Gig Worker Test’s Legal Challenges Undercut by Standing Ruling

Oct. 22, 2024, 9:10 AM UTC

A federal judge’s decision to toss out a lawsuit challenging the US Department of Labor’s new independent contractor rule over standing issues spells bad news for other legal challenges to the regulation, attorneys say.

Georgia-based Judge Richard W. Story found earlier this month that four freelance writers and editors didn’t have standing to sue over the worker classification rule because they weren’t harmed by the policy change.

They argued that the rule created uncertainty around their status as contractors, chilling publishers from wanting to work with them. Story wasn’t convinced, characterizing those fears as “hypothetical and conjectural.”

“By definition, the 2024 Rule’s fact-specific approach cannot pose a realistic danger to Plaintiffs’ ability to operate as independent contractors because the ultimate classification may change from case-to-case,” Story wrote in his Oct. 7 ruling dismissing the case with prejudice. “Sure, Plaintiffs may qualify as independent contractors in one instance and employees in another, but that conjectural possibility is not enough to establish standing.”

The decision suggests that at least one other group of challengers to the rule may face a high burden when it comes to establishing that they will be harmed by the rule’s stricter approach to worker classification. But it also could buoy other complaints that may find firmer footing for those plaintiffs, legal observers said.

“For the plaintiffs who are the contractors, this is a rough case for them,” said Anthony Rainone, a co-chair of the labor and employment practice at Brach Eichler LLC.

Unpredictable Rule

There are currently four pending lawsuits against the DOL rule in Texas, Tennessee, New Mexico, and Louisiana federal courts, in addition to the now-dismissed case in Georgia. Three were brought by businesses or business associations, while one was brought by another group of freelance writers.

They all argue that the DOL’s contractor rule, which has been in effect since March, violates the Administrative Procedure Act and departs from the text of the Fair Labor Standards Act.

The regulation at issue generally makes it harder for employers to treat their workers as independent contractors, who don’t have the same legal rights under the law as employees.

The developments around the policy are being closely watched by members of the business community, who rely on contractors in nearly every segment of the economy to provide services. Technology firms behind the gig-economy, as well as the trucking, construction, and financial services industries, also heavily rely on contractors.

The rule outlined six non-exhaustive and non-dispositive factors of the working relationship—like how much control the worker has over the job, how permanent the job is, or investments made by the worker and business—that the DOL would scrutinize when determining whether a worker was an independent contractor or employee for purposes of the Fair Labor Standards Act. It also canceled a simpler classification test finalized during the Trump administration, which gave more weight to how much control the worker has over the job and their opportunity for profit or loss.

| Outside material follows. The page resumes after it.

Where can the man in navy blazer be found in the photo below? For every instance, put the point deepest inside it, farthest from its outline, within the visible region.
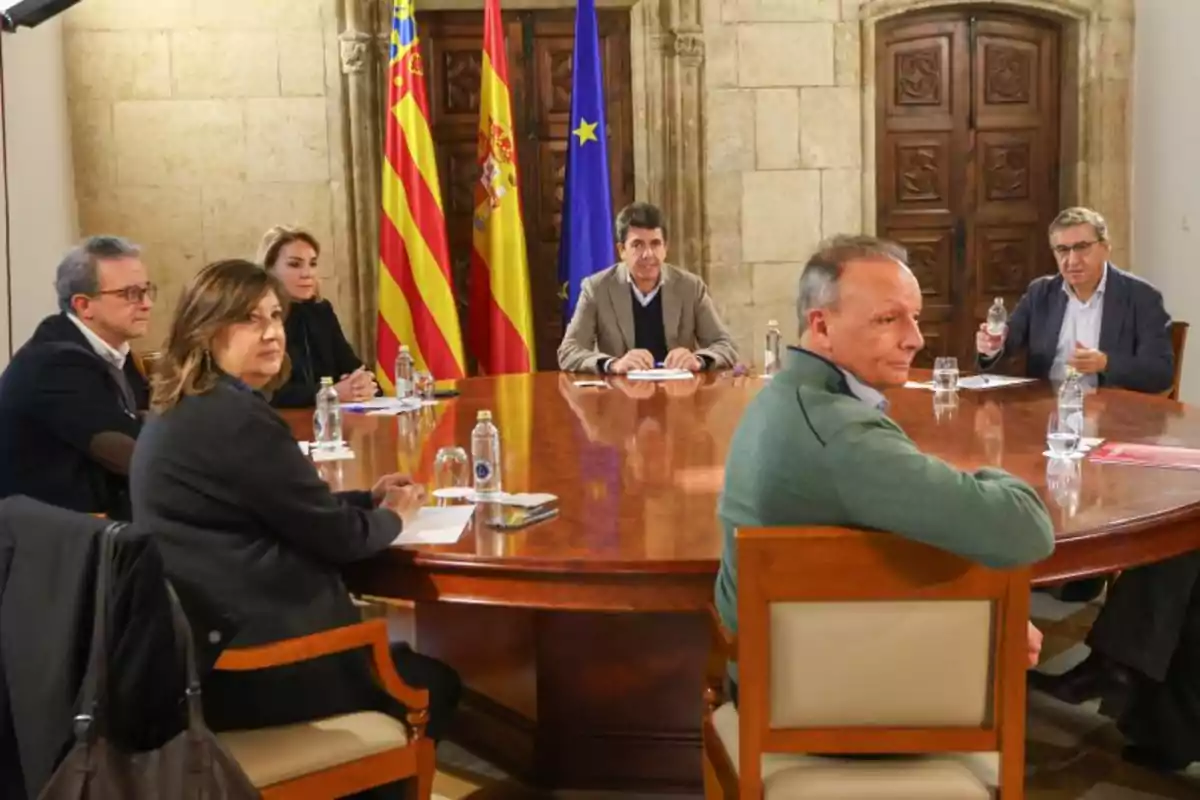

The group of four Georgia freelancers had argued that because the new rule was so broad, it gave the agency “ad hoc enforcement discretion” to find worker misclassification in any work arrangement.

Ultimately, the judge decided the freelancers couldn’t demonstrate standing because the new standard is “inherently unpredictable” and their “ultimate classification may change from case-to-case” under the new rule.

“There was no way to tell whether or not the rule would adversely impact them, because while the rule changes the test and makes it harder to classify workers as independent contractors, it’s not impossible,” said Michael Elkins, founder and partner at MLE Law. “And there was nothing to say that these freelancers would ultimately end up being employees and be unable to work. They predicted they might be, but nobody really knows.”

But Story also left the door open for other challengers, citing an argument in his ruling that was made by attorneys for the DOL: that the freelancers cannot establish an injury “because Plaintiffs are freelance writers seeking engagement, not employers subject to the FLSA’s requirements.”

Standing

Attorneys say the two trucking companies and coalition of business groups suing over the rule will likely be on firmer ground when it comes to standing, because they could point to concrete evidence of harm, such as increased unemployment and other taxes they would have to pay for a new employee.

“The problem for these plaintiffs here was it’s actually the economic benefit to them to be employee over contractor,” Rainone said. “They will lose the ability to take some business tax deductions that they otherwise could take as a contractor. But the fact is, by being an employee, you don’t have to pay your share of the payroll tax.”

Employers on the other hand “could take the position that we know concrete under this new test, our independent contractors would need to be reclassified as employees, and that’s going to cause a problem for us,” explained Elkins.

While the DOL has made similar standing arguments in the other pending cases against the rule, Jane Jacobs, a partner at Tarter Krinsky & Drogin LLP, questioned why the agency would need to issue the rule if it didn’t have an impact on anyone.

“So somebody is going to have standing to challenge,” she said. “I would agree an employer seems like the more likely entity to do that.”